Il a averti : « L’économie britannique, qui ralentit, est sur le point d’entrer en récession. L’inflation est à son taux le plus élevé depuis des décennies et les ménages font face à des factures d’énergie paralysantes en raison de la guerre en Ukraine… »

En outre, « Le pays est en passe d’enregistrer l’année prochaine la plus faible croissance économique et l’inflation la plus élevée du Groupe des sept pays riches, selon l’Organisation de coopération et de développement économiques… Sans intervention majeure du gouvernement, la combinaison de la hausse des prix de l’énergie et de la faiblesse des salaires se traduira par une baisse d’environ 3000 livres, soit environ 3500 dollars par an, du revenu disponible moyen des ménages britanniques d’ici 2024 : la plus forte baisse du niveau de vie depuis un siècle, selon la Resolution Foundation, un groupe de réflexion britannique ».

Truss doit donc affronter et vaincre une opposition croissante de la classe ouvrière : « Elle devra faire face à la poursuite de ce qui a été un été long et chaud de mécontentement ». « De nombreuses grèves » ont déjà éclaté, « dont le plus grand débrayage ferroviaire depuis 1989 ».

La classe ouvrière ne peut vaincre cet assaut qu’en s’opposant au Parti travailliste et à la bureaucratie syndicale qui tentent d’étouffer la lutte des classes face à l’offensive conjointe du gouvernement et du grand capital menée depuis Downing Street.

Le rôle soporifique des syndicats a été illustré par Mick Lynch, du syndicat Rail, Maritime and Transport Workers, chargé de diriger l’une des plus importantes grèves de Grande-Bretagne.
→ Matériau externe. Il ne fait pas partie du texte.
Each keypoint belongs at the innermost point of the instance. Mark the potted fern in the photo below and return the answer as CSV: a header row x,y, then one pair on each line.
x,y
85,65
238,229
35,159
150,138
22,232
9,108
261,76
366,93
Après avoir déclaré qu’il appellerait à une grève générale si Liz Truss, qui s’est engagée à adopter une série de lois antigrève dans les 30 jours, était élue, Lynch a déclaré : « Liz Truss devrait agir dans l’intérêt national et jouer un rôle positif pour aider à régler le conflit ferroviaire. Cela signifie investir dans l’infrastructure ferroviaire, libérer Network Rail et les compagnies ferroviaires afin que nous puissions parvenir à un accord négocié sur la sécurité de l’emploi, les salaires et les conditions de travail ».